Some of 2026 FIFA World Cup’s biggest sporting superstars hail from immigrant families.
A country, where football was derided as “wogball” and marginalised as part of the identity of working-class immigrants, where episodes of racism still rear their ugly heads, where the Right-wing political party One Nation is gaining traction with its stringent stance against immigration, Australia now is the cultural portmanteau of this World Cup.
Four players were born in refugee camps. The players represent 15 ethnic backgrounds and include a Malaysian with Sri Lankan roots. Eighteen other players have direct immigrant or refugee heritage. To contextualise, only one Black player (Sam Morris) and another of Caribbean descent (Andrew Symonds) have represented Australia in cricket. It was not until 2010 that the first Black player, Sanford Wheeler, got a contract with the Australian Football League.
Australia’s Nestory Irankunda (Photo Credit: AP)

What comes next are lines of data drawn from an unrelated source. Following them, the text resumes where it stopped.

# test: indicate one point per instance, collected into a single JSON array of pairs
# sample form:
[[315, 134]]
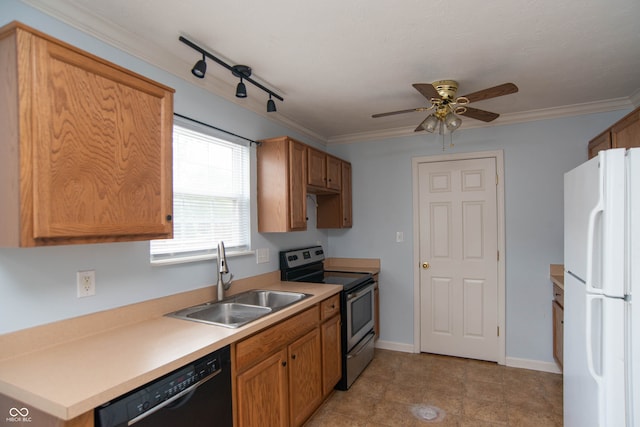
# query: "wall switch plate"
[[86, 282], [262, 255]]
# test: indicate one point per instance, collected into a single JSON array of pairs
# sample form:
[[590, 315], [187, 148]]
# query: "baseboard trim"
[[513, 362], [536, 365], [395, 346]]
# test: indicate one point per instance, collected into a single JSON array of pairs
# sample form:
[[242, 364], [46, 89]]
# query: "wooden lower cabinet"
[[331, 354], [283, 373], [305, 377], [262, 393]]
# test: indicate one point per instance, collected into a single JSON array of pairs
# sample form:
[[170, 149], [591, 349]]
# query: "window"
[[210, 198]]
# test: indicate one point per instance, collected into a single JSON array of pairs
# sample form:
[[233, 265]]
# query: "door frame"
[[498, 155]]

In Mo Touré and Nestory Irankunda, Australia has its own version of Nico Williams and Yamal. Nestory, who scored Australia’s first goal in the World Cup, was born to Burundian parents in a refugee camp in Tanzania. Mo Touré’s parents were both children when they fled the war in Liberia in 1989, undertaking an 18-day journey on foot to the Guinean border. They met and married in their twenties. Shortly after Touré was born, the family received an Australian visa on humanitarian grounds.
The beats of the immigrant song are reaching far and wide this World Cup, from European nations to the Middle East to the Americas and Australia. It is not some kind of migrant opportunism, but a reflection of what the world has been and is.